Millennial Generation: teens and twenty-somethings who are making the passage into adulthood at the start of a new millennium (Pew Research Center)
It’s not about the paychecks anymore.
“Millennials want to work for purposeful companies,” commented Niall Dunne, Chief Sustainability Officer at BT, a multinational telecommunications services company, during the second day of the 2014 Social Good Summit.
There is a shift in consumer behavior, practiced by Millennials, to help lower carbon demands and create a “new normal” for sustainability. It is unclear as to the definition of the “new normal” because that is up to how Millennials will shape sustainability in the coming decades.
For Baby Boomers, Bill McKibben, founder of 350.org, and Kumi Naidoo, Executive Director of Greenpeace International, they spent years rallying for climate action. When asked about what they expect from the Climate Summit to be held at the United Nations on September 23rd, the response was filled with frustration.
“It bothers me that there will be pious rhetoric instead of action,” responded Bill McKibben.
“Nothing we say to them, they do not know,” responded Kumi Naidoo.
For 25 years, scientists have warned about climate change and the devastating effects of rapid rising rates of carbon dioxide in the atmosphere. The sentiment of the Baby Boomers is that the governments participating at the United Nations had 25 years to respond. But the power of the fossil fuel industry in governments prevented climate action. For Mr. Naidoo, “the time for words is over.”
During the People’s Climate March on September 21st, over 300,000 concerned citizens made up of Baby Boomers and Millennials took to the streets demanding climate action from government officials and the United Nations. Mr. McKibben believes that “if there are enough pissed off people, leaders will fear us as much as they fear the fossil fuel industry. That would be the moment that change happens.”
Change is happening, with Millennials leading the way. As youth unemployment rises, there is a stir for social entrepreneurship. Working for the “greater good” is a philosophy being integrated into business plans. Youths are using technology in innovative ways to spread information, to save lives in the public health field, to track their impact on this planet, to bridge cultures and societies surrounding one cause: the survival of humanity.
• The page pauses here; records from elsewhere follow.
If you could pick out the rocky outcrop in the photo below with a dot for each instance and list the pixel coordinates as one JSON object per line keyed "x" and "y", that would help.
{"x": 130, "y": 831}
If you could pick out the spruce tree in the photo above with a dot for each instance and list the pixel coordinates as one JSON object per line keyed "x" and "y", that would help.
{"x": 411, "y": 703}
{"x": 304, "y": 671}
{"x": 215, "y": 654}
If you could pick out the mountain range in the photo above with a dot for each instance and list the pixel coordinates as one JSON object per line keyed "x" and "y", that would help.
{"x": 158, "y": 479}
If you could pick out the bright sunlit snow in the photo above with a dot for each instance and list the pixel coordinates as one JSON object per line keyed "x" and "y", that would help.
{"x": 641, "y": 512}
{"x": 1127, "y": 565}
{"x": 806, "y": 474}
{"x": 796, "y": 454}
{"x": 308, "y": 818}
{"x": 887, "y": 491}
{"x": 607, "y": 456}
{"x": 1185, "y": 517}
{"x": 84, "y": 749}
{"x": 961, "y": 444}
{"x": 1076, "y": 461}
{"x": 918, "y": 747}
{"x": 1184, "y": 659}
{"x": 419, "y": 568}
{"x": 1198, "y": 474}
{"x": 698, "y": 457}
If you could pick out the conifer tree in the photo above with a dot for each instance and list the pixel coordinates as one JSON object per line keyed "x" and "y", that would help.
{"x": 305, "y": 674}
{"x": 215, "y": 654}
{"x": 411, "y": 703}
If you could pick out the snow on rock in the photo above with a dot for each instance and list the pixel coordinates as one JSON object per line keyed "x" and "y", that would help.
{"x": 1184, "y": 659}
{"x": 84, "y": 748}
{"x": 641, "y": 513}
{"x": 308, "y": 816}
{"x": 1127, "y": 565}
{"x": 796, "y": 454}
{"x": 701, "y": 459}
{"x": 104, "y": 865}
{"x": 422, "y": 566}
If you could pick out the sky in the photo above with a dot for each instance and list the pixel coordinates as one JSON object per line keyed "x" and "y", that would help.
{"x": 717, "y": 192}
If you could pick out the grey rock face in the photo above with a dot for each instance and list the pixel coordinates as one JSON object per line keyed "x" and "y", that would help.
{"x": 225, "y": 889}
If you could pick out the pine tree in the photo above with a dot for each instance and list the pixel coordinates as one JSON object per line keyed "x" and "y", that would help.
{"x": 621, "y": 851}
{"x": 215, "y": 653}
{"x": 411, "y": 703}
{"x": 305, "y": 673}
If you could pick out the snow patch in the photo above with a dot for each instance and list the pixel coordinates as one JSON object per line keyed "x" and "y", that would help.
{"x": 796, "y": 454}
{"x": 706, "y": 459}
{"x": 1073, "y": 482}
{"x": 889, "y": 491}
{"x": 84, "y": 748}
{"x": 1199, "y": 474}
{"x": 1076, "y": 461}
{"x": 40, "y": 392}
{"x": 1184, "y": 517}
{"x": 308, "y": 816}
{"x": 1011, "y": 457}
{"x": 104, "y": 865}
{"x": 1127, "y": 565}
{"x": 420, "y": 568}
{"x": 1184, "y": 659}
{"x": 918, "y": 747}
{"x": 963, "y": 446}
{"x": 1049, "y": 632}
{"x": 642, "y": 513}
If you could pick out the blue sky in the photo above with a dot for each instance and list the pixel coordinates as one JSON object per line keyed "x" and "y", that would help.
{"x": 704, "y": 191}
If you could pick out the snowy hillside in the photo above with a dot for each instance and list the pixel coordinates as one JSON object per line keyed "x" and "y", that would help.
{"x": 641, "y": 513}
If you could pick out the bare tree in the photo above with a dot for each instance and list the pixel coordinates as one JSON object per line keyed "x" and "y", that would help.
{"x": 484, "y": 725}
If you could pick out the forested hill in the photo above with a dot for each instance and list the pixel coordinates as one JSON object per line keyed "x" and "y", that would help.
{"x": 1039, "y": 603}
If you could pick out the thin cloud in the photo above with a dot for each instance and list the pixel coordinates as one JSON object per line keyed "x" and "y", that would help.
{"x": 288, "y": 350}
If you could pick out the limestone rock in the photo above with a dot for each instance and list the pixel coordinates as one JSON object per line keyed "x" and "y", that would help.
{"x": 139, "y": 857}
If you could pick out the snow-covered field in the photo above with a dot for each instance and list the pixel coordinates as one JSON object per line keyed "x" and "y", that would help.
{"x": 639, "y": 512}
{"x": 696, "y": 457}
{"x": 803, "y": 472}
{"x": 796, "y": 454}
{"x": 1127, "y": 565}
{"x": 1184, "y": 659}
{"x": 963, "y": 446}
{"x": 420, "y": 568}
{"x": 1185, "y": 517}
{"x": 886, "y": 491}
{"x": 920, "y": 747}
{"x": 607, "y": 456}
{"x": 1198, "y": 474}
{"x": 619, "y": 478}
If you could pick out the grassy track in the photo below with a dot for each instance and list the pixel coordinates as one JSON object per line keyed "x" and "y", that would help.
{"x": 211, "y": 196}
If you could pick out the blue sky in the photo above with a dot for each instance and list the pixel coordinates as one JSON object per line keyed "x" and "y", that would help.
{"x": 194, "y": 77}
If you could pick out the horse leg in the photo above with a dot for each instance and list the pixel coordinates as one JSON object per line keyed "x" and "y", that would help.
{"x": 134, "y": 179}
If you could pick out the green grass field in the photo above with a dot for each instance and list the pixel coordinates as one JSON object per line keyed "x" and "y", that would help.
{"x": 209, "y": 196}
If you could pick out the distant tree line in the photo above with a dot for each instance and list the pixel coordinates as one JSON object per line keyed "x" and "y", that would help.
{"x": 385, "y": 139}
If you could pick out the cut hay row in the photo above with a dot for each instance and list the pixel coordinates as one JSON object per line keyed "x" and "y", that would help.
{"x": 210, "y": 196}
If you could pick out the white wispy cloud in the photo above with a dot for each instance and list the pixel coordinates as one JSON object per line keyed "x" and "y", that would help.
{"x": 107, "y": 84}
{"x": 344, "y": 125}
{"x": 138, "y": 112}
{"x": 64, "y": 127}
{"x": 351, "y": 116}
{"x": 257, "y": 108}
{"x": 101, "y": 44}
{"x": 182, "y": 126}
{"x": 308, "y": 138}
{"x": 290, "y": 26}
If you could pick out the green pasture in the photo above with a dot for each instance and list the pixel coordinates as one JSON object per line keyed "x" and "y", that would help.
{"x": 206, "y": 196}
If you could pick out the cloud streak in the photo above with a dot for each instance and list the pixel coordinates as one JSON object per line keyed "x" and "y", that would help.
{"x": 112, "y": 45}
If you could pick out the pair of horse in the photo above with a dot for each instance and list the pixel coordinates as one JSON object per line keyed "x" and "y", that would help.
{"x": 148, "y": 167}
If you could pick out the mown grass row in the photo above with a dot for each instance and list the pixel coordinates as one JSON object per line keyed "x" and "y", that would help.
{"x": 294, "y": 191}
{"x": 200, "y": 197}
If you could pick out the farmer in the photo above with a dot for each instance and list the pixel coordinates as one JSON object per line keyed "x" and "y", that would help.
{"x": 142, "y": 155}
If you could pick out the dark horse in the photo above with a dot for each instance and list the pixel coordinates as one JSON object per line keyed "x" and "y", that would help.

“Nature doesn’t need people, people need nature,” said Dr. M. Sanjayan, Senior Scientist at Conservation International. Throughout human history, through devastating wars and human development, nature had been taken advantage of and abused. However, nature is resilient. Planet Earth will still exist long after humanity dies out. Climate action is not about saving the planet, it’s about saving humanity, and Millennials understand this and are doing something about it.
If Mahatma Gandhi was right, then the Millennials are on their way to save humanity: “First they ignore you, then they laugh at you, then they fight you, then you win.”
This blog post was written for the 2014 United Nations Association of USA Blogger Fellowship.